16 nov. 2008

Après l'élection de Barack Obama

Après l'élection de Barack Obama
.
.
.
Il faut lever le voile
.
sur la plus grande imposture
.
de l’Histoire de France
.
.
par
.
Alexandre Gerbi
.
.
.
L’élection de Barack Obama à la présidence des Etats-Unis jette une lumière glaciale sur l’Histoire de France.

Il y a un demi-siècle, tandis que l’affaire Rosa Parks confrontait l’Amérique ségrégationniste à la révolte noire, la France pouvait passer pour un modèle à suivre : le deuxième personnage de l’Etat, le président du Sénat, était un Noir guyanais, Gaston Monnerville, tandis que d’autres « hommes de couleurs » avaient, depuis longtemps, assumé parmi les plus hautes fonctions de la République. Dans les années 1930, Blaise Diagne avait été secrétaire d’Etat, Gratien Candace vice-président de la Chambre des députés, Félix Eboué gouverneur du Tchad, puis de l’Afrique Equatoriale Française (AEF). Après la Seconde Guerre mondiale, la France continua d’être à l’avant-garde : en 1946, Léopold Sédar Senghor participa à l’élaboration de la Constitution, tandis qu’au cours de la décennie suivante, Félix Houphouët-Boigny fut ministre puis ministre d’Etat, Hamani Diori et Mamadou Konaté vice-présidents de l’Assemblée nationale. Cette liste n’est pas exhaustive, et permet de comprendre qu’à l’époque, comme l’a noté Patrick Lozès, président du CRAN, les Noirs d’Amérique regardaient la France comme une terre d’espoir.

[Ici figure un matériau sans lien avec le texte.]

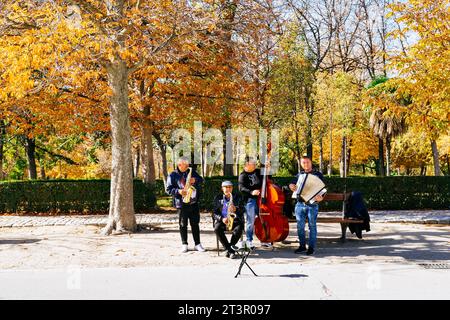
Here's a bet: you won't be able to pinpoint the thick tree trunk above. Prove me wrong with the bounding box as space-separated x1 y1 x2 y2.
431 139 442 176
141 106 156 185
378 137 385 176
102 59 136 235
25 137 37 180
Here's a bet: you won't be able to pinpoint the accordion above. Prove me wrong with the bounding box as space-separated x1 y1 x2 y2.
291 173 327 204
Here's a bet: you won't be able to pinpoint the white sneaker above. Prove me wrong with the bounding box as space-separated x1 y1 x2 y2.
261 242 273 248
195 244 206 252
246 241 255 249
181 244 188 253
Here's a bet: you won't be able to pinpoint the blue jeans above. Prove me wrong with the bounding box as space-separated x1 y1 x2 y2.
245 198 258 242
294 202 319 249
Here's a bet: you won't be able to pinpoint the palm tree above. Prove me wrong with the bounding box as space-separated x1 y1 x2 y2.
369 109 406 176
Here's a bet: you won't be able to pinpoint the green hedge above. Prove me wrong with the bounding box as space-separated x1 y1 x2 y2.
0 179 156 213
1 176 447 213
156 176 450 211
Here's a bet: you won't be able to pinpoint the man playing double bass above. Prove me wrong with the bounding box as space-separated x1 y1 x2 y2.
289 155 324 255
238 157 273 249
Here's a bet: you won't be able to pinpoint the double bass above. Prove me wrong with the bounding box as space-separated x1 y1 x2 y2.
254 143 289 243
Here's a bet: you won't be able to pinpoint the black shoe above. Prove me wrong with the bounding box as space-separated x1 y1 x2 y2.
306 247 315 255
355 228 363 239
294 245 307 254
227 249 236 259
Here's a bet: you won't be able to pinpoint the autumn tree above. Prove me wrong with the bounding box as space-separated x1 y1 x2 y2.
0 0 219 234
387 0 450 176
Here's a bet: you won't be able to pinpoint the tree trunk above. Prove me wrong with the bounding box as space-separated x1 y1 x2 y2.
378 137 385 176
154 132 169 186
319 137 323 173
420 165 426 176
36 153 46 179
0 120 5 180
141 106 156 185
25 137 37 180
134 146 140 178
219 1 238 177
327 112 333 177
339 136 346 178
40 161 46 179
306 110 313 159
102 59 136 235
385 137 391 176
446 154 450 175
431 139 442 176
223 126 233 176
346 138 352 177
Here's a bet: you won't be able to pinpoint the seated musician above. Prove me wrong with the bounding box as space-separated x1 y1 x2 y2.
213 181 244 259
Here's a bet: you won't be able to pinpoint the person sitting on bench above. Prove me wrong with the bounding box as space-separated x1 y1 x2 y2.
213 181 244 259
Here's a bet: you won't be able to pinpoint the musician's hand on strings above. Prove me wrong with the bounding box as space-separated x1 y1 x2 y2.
314 194 324 202
289 184 297 192
251 190 261 196
190 177 196 184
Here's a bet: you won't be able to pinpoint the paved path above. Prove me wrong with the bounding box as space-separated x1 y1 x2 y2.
0 210 449 228
0 263 448 299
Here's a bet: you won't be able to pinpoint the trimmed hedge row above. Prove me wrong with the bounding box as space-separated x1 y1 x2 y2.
0 179 156 213
156 176 450 211
0 176 447 213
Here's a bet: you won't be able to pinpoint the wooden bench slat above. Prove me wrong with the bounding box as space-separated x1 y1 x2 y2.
323 192 351 201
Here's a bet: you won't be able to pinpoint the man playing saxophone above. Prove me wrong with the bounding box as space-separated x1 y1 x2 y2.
166 157 205 253
213 181 244 259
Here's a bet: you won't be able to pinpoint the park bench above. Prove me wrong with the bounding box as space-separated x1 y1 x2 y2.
287 192 365 241
213 192 364 255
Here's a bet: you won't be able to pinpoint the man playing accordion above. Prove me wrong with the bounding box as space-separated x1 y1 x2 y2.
289 155 325 255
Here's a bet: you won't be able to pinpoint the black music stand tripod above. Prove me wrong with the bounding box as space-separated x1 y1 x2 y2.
234 246 258 278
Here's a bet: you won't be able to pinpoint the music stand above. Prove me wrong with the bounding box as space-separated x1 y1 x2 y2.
234 246 257 278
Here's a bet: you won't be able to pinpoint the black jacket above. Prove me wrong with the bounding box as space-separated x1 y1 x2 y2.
212 193 244 224
166 167 204 208
238 169 263 201
345 191 371 235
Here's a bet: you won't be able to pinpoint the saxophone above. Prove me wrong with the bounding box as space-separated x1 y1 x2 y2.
182 167 196 204
226 192 236 231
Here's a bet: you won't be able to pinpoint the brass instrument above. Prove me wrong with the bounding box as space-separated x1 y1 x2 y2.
182 167 196 204
226 192 236 231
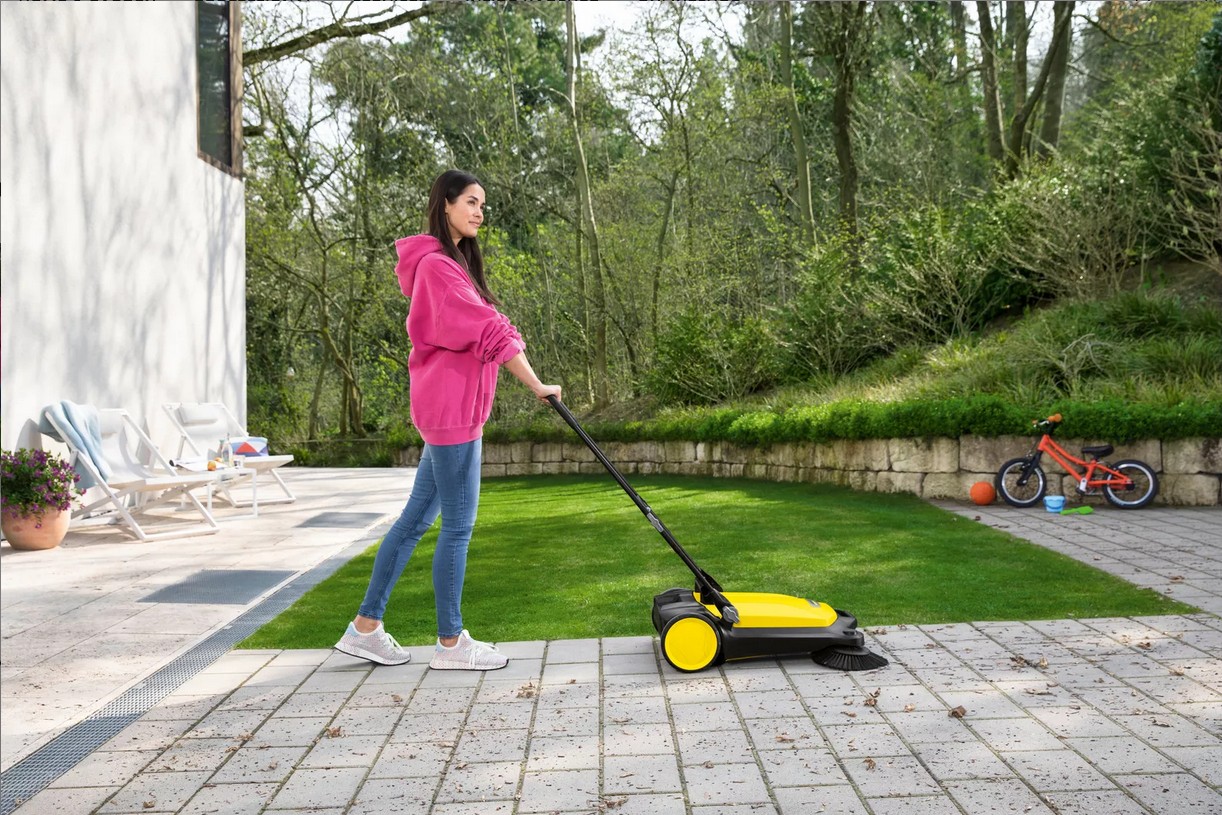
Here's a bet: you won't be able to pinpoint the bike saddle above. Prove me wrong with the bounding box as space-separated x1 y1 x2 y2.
1081 444 1113 459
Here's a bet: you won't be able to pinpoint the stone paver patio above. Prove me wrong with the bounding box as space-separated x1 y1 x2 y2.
2 470 1219 814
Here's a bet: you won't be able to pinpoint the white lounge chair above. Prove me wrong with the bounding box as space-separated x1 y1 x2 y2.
162 402 296 513
41 406 234 542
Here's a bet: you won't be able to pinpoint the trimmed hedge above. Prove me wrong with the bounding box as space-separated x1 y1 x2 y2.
294 398 1220 467
286 438 399 467
483 396 1222 447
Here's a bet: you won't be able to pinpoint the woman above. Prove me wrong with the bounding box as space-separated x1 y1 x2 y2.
335 169 560 671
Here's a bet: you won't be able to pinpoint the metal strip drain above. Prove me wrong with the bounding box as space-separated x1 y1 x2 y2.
295 511 385 528
0 524 388 814
138 569 296 605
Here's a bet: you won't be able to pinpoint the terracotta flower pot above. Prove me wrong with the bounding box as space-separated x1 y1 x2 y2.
2 509 70 551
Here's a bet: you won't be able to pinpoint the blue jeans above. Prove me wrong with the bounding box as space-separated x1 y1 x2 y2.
358 439 481 638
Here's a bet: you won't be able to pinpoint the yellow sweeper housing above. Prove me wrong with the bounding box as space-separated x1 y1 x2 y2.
548 397 888 674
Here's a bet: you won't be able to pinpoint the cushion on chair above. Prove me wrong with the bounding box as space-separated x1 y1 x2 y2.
229 437 270 457
176 404 231 444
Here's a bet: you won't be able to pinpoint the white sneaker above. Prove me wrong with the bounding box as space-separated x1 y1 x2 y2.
333 622 412 665
429 629 508 671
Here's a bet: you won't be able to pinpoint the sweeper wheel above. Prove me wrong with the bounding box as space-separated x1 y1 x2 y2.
660 614 722 672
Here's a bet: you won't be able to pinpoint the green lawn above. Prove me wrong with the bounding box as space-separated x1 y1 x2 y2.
238 475 1196 649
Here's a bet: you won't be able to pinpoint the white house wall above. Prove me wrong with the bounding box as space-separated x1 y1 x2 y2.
1 3 245 453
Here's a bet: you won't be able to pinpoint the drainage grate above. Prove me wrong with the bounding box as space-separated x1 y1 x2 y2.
0 525 387 815
295 511 385 528
138 569 295 605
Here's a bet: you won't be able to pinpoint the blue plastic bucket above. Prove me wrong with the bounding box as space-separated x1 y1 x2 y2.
1044 495 1066 513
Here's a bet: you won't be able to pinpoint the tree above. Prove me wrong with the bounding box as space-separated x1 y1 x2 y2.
244 2 446 66
805 2 874 239
1036 1 1075 158
779 2 815 241
976 0 1074 177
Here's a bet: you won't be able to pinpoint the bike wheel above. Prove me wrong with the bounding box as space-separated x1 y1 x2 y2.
995 458 1046 508
1102 460 1159 509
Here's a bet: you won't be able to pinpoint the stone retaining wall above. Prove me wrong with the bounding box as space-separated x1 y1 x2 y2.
397 436 1222 506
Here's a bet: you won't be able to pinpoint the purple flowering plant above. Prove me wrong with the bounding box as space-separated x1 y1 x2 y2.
1 449 83 527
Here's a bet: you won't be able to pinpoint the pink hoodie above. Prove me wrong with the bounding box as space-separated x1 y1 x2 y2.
394 234 525 445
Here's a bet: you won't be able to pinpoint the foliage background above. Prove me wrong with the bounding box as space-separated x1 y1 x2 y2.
241 2 1222 450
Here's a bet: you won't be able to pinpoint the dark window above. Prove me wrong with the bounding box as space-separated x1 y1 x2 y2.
197 0 241 175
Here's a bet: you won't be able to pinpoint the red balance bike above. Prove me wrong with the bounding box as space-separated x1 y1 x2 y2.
994 414 1159 509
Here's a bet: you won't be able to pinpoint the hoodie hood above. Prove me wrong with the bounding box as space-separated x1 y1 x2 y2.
394 234 445 297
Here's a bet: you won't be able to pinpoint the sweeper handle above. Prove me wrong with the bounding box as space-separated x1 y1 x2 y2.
546 396 740 626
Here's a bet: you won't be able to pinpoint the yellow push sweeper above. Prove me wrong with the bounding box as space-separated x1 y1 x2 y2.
548 397 888 673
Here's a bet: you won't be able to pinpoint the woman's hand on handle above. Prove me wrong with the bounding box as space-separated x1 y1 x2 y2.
504 351 561 403
534 383 562 403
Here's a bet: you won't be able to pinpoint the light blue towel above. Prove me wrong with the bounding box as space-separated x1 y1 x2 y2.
38 401 110 489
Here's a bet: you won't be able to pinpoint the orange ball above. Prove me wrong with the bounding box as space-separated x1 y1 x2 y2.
969 481 996 505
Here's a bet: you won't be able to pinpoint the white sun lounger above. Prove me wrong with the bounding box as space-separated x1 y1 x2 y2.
41 406 235 542
162 402 296 514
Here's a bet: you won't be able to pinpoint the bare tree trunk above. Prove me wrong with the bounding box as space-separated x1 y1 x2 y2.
308 362 325 440
779 2 815 241
565 0 609 407
829 2 870 240
1003 4 1073 176
1007 2 1028 117
950 2 970 77
806 2 871 241
574 202 591 398
1036 1 1075 158
977 1 1007 167
654 170 679 345
950 1 982 156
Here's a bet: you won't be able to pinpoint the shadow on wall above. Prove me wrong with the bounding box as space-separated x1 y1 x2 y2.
1 3 244 450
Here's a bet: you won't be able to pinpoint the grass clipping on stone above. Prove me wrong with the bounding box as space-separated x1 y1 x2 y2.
238 475 1195 649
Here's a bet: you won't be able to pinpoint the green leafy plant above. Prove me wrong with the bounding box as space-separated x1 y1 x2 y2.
1 449 83 526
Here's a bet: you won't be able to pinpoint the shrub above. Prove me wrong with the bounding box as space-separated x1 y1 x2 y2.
1 449 83 525
648 308 786 405
860 201 1017 345
1128 335 1222 382
993 161 1155 299
1101 290 1192 338
783 235 889 379
287 439 398 467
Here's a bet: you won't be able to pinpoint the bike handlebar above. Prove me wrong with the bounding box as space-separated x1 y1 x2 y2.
1031 413 1063 428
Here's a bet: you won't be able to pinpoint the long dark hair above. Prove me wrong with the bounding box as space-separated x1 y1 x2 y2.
426 169 497 305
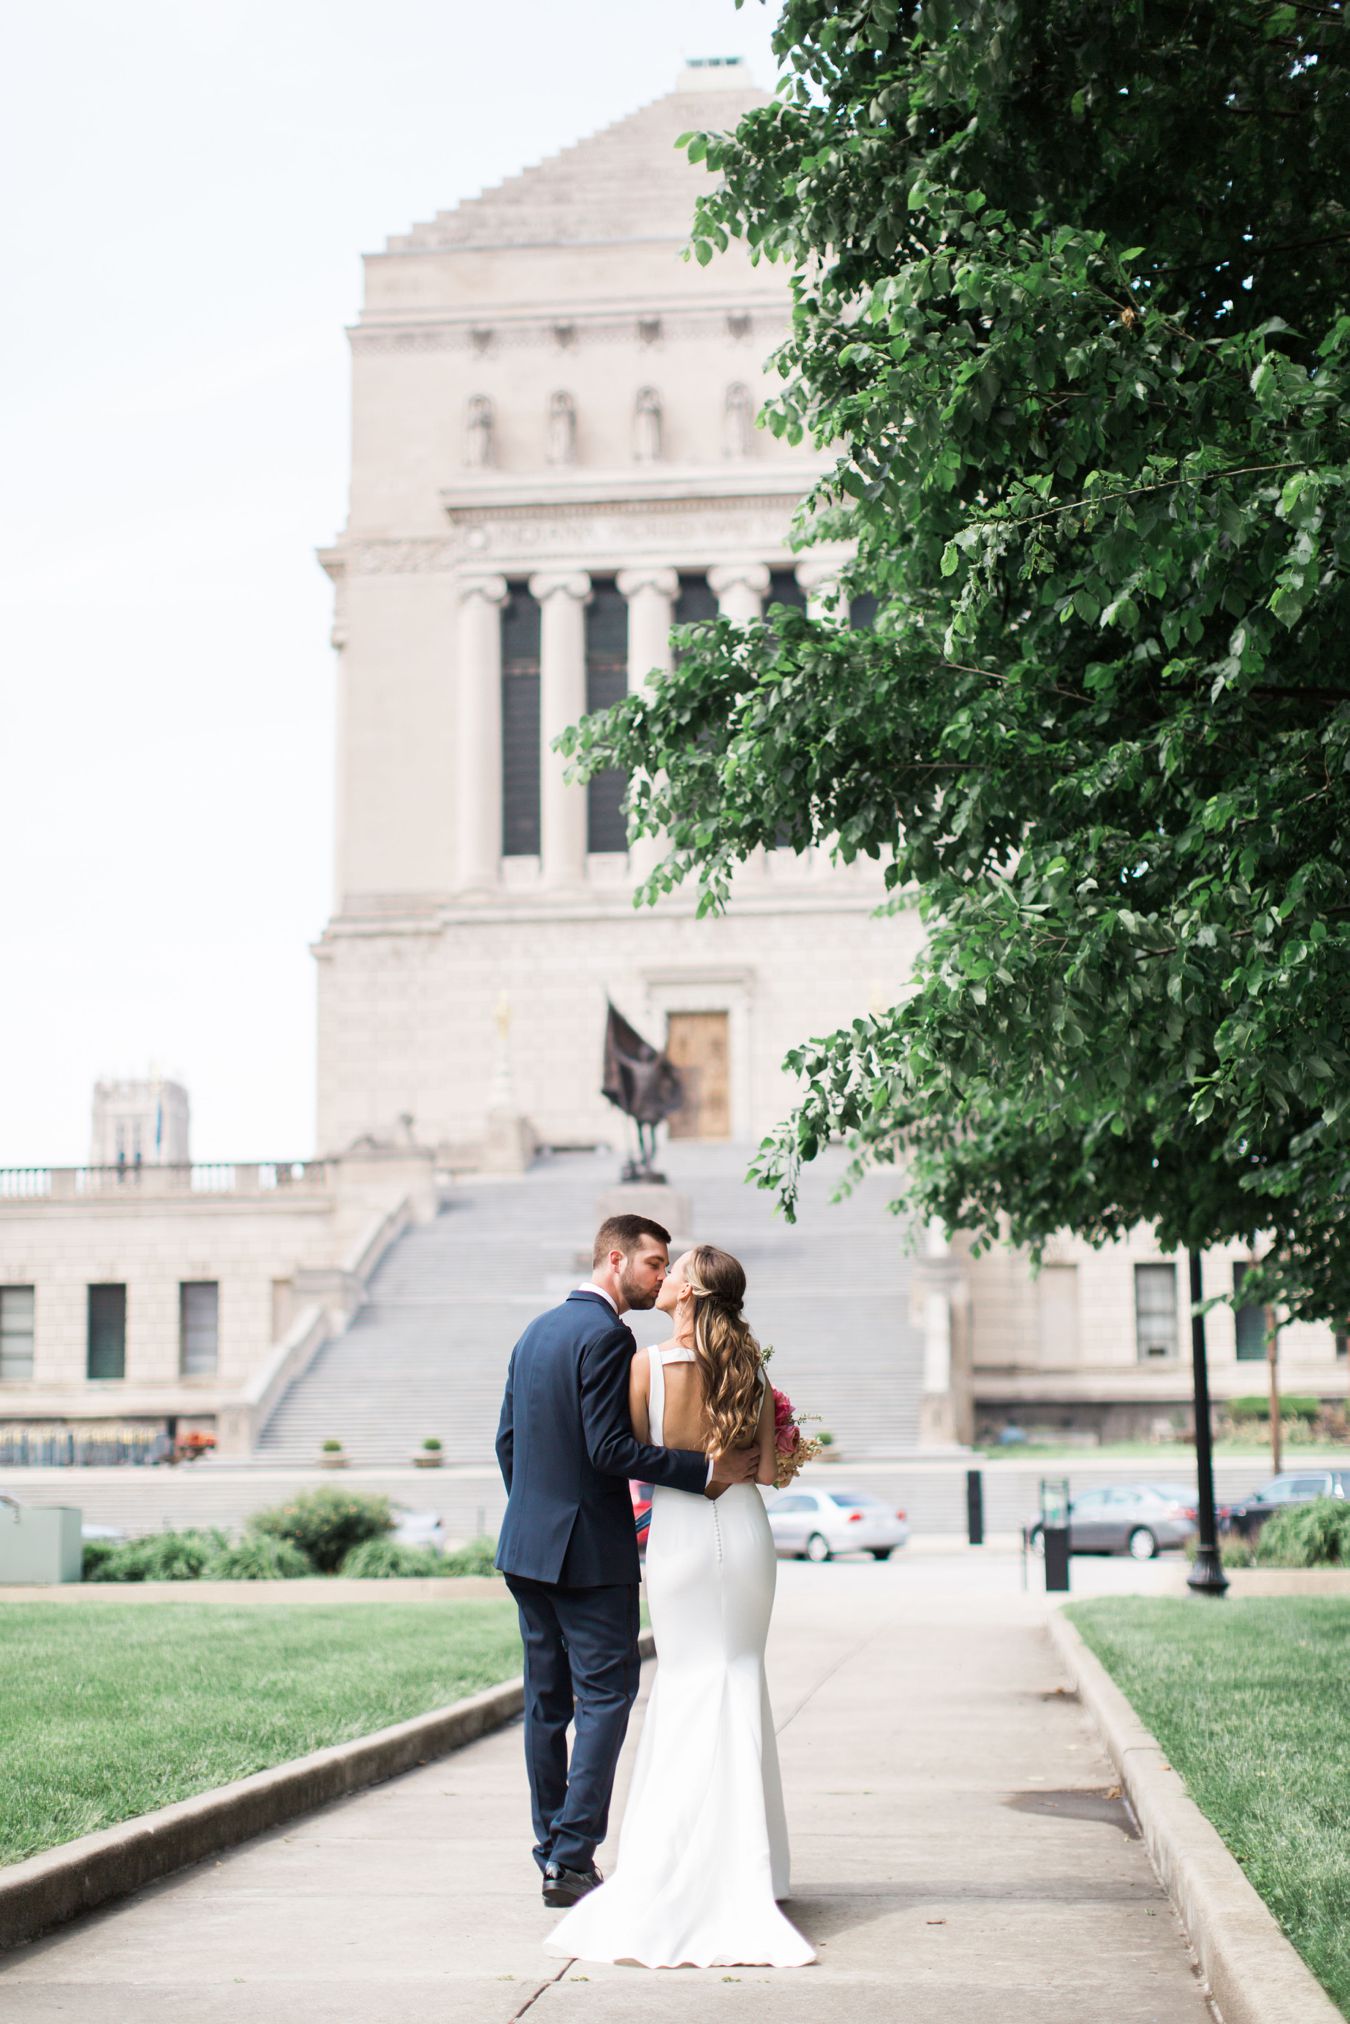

Cinquante ans plus tard, chacun l’observe, les rôles semblent s’être diamétralement inversés. Face à une Amérique qui prend pour président un homme « noir » (selon les critères états-uniens…), l’Assemblée nationale française n’accueille qu’au compte-gouttes les Noirs dans ses travées.

Mais ce constat ne suffit pas. Encore faudrait-il se demander pourquoi, depuis un demi-siècle, une telle régression s’est accomplie dans notre pays.

Or, cette question, bien peu de monde semble décidé à se la poser, et surtout à y répondre. Et pour cause ! C’est tout le « Système » de la Ve République – totalité des partis politiques, quasi-totalité des intellectuels, grands médias, université, programmes scolaires – qui est compromis dans cette affaire. Parfois, il est vrai, en toute bonne foi, c’est-à-dire par ignorance…


Explication.

Le régime sous lequel nous vivons, la Ve République, est fondé sur une gigantesque imposture à caractère antirépublicain et antidémocratique, dont les Français noirs comptent parmi les premières victimes.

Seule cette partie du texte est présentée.